Acts 17 Footnotes

PLUS

17:6 Turning “the world upside down” was a phrase used of Jewish nationalists causing riots in the empire. Here it referred to the effects of spreading the gospel.

17:7 Declaring anyone besides Caesar as king was a serious crime; Romans feared any competing ruler. Jesus was condemned by Pilate for this (note the inscription on the cross, Lk 23:38).

17:16 Athens was a center of intellectual, philosophical, and religious discussion. Many of its monuments, like the Parthenon, were connected to pagan worship. This greatly dismayed Paul, who knew the One True God and his Son Jesus Christ.

17:18-19 Two leading philosophical schools—Epicureanism and Stoicism—attracted many followers who discussed contemporary issues.

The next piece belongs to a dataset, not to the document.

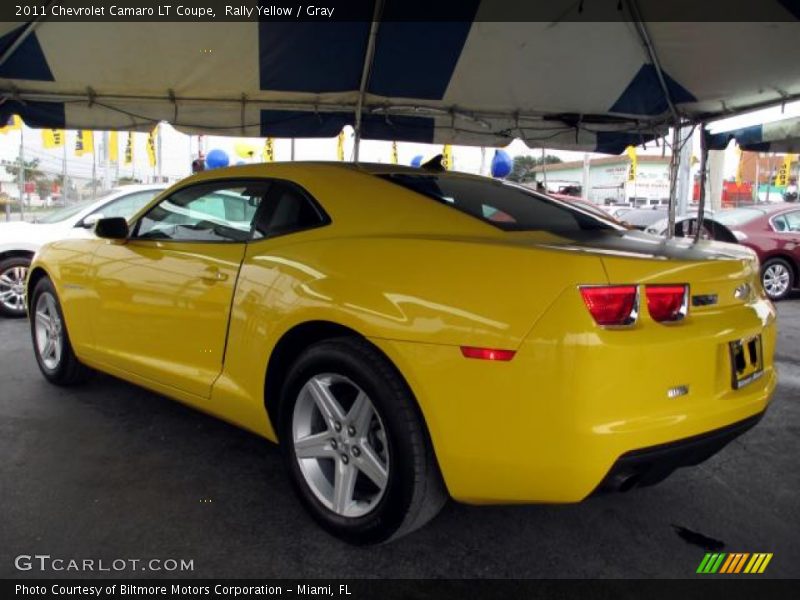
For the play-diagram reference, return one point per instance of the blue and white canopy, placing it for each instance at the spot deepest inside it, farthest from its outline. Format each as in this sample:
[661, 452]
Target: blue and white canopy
[777, 136]
[560, 83]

Epicureans were practical materialists, believing that gods were uninvolved in human affairs, that humans should pursue pleasure, and that there was no afterlife/judgment. Stoics were pantheists, believing God was the soul of the universe. They were also determinists, assuming virtue consisted in dispassionately enduring life’s inevitable hardships. Some listeners—with noticeable arrogance—considered Paul an ignorant show-off (lit a “seed picker”), who had picked up a few insignificant ideas here and there.

17:19,22 Paul’s informal speeches and conversations in Athens resulted in an invitation to address the Areopagus—originally a court. Paul was not on trial in a formal sense. At this time in the history of Athens, the Areopagus was a place where new ideas were heard and tested.

17:22-31 A model apologist, Paul developed an argument based on God’s self-revelation in nature (natural revelation, see Rm 1:19-32) to build bridges—and to challenge prevailing beliefs. He complimented the Athenians’ evident religious inclinations, drew from observable data from the natural world regarding God’s nature, identified this God for them, established a relationship between God and humans, announced the coming judgment of the world by God, and even marshaled evidence from the pagan (Stoic) poets for his analysis (Epimenides; Aratus, who hailed from Paul’s own Cilicia).

17:23 Although no inscription with the singular “To an Unknown God” has been found, Paul likely saw such an inscription in Athens. Many parallels to unknown gods exist in inscriptions and writings lest any gods were overlooked.

17:27 Paul proclaimed in terms understandable to Athenians that God was near to each human, who (through God-given faculties) could get some indication of who God is.

17:34 Though the response to Paul was less dramatic than elsewhere (partly due to the disparity of Paul’s worldview with that of the Athenians) and no church was apparently founded, some of the converts included Dionysius (a member of the prestigious Areopagus) and Damaris (a woman of distinction, being singled out by name). Some charge that Paul’s visit was a dismal failure, prompting him to change his methods. However, this is most likely incorrect both because it’s an argument from silence and since Paul utilized a similar tactic—which appealed to natural revelation—at Lystra (14:15-17). Further, why would Luke have devoted so much space to a failed approach?